I spend the bulk of my time working with Oracle database
software and, more to the point, with people who use this software. Over the
last 18 years, I’ve worked on many projects—successful ones as well as complete
failures—and if I were to encapsulate my experiences into a few broad
statements, they would be
* An application built around the
database—dependent on the database—will succeed or fail based on how it uses
the database. Additionally, in my experience, all applications are built around
databases. I cannot think of a single useful application that does not store
data persistently somewhere.
* Applications come, applications go. The data,
however, lives forever. In the long term, the goal is not about building
applications; it really is about using the data underneath these applications.
* A development team needs at its heart
a core of database-savvy developers who are responsible for ensuring the
database logic is sound and the system is built to perform from day one. Tuning
after the fact (tuning after deployment) typically means you did not give
serious thought to these concerns during development.
These may seem like surprisingly obvious statements, but I
have found that too many people approach the database as if it were a black
box—something that they don’t need to know about. Maybe they have a SQL
generator that they figure will save them from the hardship of having to learn
the SQL language. Maybe they figure they will just use the database like a flat
file and do keyed reads. Whatever they figure, I can tell you that thinking
along these lines is most certainly misguided: you simply cannot get away with
not understanding the database and how best to work with it.
That is where this book comes in – it provides a balanced
view of how a Java programmer can approach the Oracle database and use it
successfully. Where and when database
features such as stored procedures make sense – and how they fit in. The author explains how things work – which
leads to an understanding of when to use a particular feature; and as
importantly when not to use a particular feature.
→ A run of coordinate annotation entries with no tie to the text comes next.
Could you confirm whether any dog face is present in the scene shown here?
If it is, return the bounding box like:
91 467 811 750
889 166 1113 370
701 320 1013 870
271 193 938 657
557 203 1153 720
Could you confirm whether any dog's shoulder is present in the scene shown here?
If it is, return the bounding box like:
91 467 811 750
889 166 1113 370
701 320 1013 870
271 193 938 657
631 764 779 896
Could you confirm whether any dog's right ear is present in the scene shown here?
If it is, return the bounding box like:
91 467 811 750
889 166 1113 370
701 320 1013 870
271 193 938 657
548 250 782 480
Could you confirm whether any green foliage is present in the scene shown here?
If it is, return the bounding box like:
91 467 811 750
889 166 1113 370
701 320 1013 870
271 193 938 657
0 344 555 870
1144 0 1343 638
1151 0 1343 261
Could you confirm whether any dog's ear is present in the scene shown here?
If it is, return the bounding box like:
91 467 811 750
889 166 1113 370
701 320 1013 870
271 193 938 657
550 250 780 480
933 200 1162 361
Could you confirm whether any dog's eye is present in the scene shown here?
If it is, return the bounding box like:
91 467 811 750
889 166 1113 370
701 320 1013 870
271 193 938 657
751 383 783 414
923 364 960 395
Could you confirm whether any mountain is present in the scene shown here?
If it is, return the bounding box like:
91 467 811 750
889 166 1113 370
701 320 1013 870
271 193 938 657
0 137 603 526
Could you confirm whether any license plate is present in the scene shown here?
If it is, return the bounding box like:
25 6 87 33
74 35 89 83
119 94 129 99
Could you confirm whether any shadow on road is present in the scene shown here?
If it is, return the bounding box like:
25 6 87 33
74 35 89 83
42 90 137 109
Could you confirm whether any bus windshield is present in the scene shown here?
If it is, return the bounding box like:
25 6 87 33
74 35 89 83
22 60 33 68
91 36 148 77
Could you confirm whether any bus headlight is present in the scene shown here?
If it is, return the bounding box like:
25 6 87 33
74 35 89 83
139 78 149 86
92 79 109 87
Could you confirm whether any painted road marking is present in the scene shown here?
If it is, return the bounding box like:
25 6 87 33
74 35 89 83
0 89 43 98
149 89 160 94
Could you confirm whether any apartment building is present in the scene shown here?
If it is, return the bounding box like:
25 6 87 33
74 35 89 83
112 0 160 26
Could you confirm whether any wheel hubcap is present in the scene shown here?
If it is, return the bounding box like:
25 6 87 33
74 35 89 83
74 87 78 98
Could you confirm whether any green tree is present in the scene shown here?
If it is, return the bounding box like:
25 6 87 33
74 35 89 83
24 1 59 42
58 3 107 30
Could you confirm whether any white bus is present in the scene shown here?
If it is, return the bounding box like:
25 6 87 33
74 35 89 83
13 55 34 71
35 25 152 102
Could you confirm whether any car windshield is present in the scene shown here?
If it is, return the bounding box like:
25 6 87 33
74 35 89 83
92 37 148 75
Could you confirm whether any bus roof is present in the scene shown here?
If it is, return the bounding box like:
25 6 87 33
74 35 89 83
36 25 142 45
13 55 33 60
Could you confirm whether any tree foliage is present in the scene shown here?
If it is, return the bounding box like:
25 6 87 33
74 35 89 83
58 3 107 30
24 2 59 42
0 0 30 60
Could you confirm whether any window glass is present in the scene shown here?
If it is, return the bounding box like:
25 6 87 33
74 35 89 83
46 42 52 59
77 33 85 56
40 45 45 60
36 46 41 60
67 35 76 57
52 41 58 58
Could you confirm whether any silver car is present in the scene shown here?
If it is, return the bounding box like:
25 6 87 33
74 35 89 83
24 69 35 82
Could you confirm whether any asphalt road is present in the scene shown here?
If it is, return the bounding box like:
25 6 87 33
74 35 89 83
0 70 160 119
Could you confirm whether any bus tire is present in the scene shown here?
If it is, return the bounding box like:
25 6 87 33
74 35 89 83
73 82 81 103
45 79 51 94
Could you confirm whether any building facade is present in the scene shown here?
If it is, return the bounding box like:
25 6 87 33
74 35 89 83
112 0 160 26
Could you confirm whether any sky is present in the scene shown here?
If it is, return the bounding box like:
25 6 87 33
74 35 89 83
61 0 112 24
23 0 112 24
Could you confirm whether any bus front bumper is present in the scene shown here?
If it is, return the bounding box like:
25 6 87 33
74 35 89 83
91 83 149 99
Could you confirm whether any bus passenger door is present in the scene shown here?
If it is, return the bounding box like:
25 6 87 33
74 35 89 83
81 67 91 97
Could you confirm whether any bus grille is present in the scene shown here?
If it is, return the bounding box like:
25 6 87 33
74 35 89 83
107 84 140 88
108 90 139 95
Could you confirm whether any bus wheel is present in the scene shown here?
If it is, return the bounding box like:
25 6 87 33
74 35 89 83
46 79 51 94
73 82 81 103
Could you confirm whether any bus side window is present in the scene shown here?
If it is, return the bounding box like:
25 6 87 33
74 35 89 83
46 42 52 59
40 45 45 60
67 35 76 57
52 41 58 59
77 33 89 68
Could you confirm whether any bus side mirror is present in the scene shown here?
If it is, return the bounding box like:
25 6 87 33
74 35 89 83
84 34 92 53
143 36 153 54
That is what I like best about this book – it explains how
things work. It does not just prescribe
methods of doing something, it explains in detail the inner workings. With this knowledge you yourself will be
able to make the judgment call as to whether a particular feature of Oracle is
something you should or should not be using in your application. Additionally - the exposure to these features, many of which you might not
otherwise be exposed to – is important as well. If you don’t know something exists – you will never use it.
If you are a Java programmer looking to exploit Oracle, or
a database developer looking to exploit Java – this is the book for you.